Error assigning label ID when combining custom NER model from Prodigy with Spacy dependency parsing model

I have a custom ner model trained with “en_vectors_web_lg” as the base model and wish to combine it with one of the core english spacy models to handle dependency parsing so that I examine how my entities are related to each other. I can do this by loading both my custom model and a spacy model, then applying them separately; however, I cannot successfully combine them.

My custom model contains two pipelines:

[('sbd', <spacy.pipeline.SentenceSegmenter at 0x7fc11fff7e48>),
('ner', <spacy.pipeline.EntityRecognizer at 0x7fc1b81ccca8>)]

while the spacy model contains three:

[('tagger', <spacy.pipeline.Tagger at 0x7fc1e5f5b5f8>),
('parser', <spacy.pipeline.DependencyParser at 0x7fc1e5ef80a0>),
('ner', <spacy.pipeline.EntityRecognizer at 0x7fc1e5f0d6d0>)]

I have tried using replace_pipe, loading the spacy model without the NER pipe and using add_pip to add my custom ner model to the spacy model, and also tried adding the tagger and parser from the spacy model to my custom model. anytime I try to use the model do perform the new or updated pipeline I receive an error similar to:

ValueError: [E084] Error assigning label ID 8397771882303007253 to span: not in StringStore.

Based on some github and stackoverflow posts I have tried updating/replacing the vocab without any luck and am still looking for a solution.

It looks to me like you just need to get your labels into the string store. I think where things are going wrong is, if you load two models nlp1 and nlp2, the pipeline components in the two models will have different StringStore and Vocab instances. I think there’s somewhere in spaCy that’s assuming that the component’s string store is the same as the Doc object’s, as this is normally the case.
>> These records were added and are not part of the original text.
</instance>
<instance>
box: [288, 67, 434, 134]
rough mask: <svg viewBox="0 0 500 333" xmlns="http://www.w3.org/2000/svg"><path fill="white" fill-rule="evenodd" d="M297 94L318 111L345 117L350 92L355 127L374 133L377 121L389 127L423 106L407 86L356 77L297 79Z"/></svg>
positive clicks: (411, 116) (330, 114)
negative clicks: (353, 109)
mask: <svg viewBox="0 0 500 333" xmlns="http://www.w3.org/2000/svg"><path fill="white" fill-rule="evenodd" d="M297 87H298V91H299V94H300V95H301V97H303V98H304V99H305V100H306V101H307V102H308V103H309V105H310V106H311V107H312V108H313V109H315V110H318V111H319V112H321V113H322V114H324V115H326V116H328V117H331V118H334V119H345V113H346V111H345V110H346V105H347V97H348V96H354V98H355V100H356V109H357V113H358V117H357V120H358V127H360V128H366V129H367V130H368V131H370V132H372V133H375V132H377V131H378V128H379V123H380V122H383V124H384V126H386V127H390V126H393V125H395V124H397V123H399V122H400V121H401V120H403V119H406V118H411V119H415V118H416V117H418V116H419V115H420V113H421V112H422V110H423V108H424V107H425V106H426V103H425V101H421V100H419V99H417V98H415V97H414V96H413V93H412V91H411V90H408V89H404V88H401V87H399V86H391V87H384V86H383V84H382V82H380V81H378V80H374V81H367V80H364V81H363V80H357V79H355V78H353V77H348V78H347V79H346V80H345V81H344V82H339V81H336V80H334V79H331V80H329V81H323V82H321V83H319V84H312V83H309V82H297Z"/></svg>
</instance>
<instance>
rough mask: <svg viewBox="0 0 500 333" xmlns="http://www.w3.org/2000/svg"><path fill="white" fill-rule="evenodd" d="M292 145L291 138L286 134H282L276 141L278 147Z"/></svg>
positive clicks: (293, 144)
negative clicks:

You could do something like:


for label in labels:
    nlp.vocab.strings.add(label)

But actually I think you might find the easiest solution is to just merge the directories. You can copy the model files for the pipeline components into one model directory, and then just edit the meta.json. This should give you an easy and reliable way to combine your components.

I have a custom model with NER and TEXTCAT in pipelines using en_vectors_web_lg base model. Now I want to add Parser and Tagger to the pipeline. I excracted them from en_core_web_lg models and added them to my pipeline. But when I save and load back the model, I get this error.

OSError: [E050] Can't find model 'en_core_web_lg.vectors'. It doesn't seem to be a shortcut link, a Python package or a valid path to a data directory.

any recommendation to add pre-trained Parser and Tagger to my custom model?

I think the problem here is that the vectors are inconsistent – if two components were trained with vectors A and the other components were trained with vectors B, combining them wouldn't work, because the components trained with vectors A would output very different and potentially completely useless predictions with vectors B, and vice versa. So the easiest solution would be to just retrain your NER and textcat model using the same vectors used by the other components.

Is there any difference between Tagger and Parser in en_core_web_lg and en_core_web_sm.
Just tried with small version, and did not get any errors.

The en_core_web_sm model doesn't use any word vectors – the en_core_web_lg model does, and all components were trained with word vectors as features. That's what makes them more accurate overall. But it also means you can't just take the vectors away.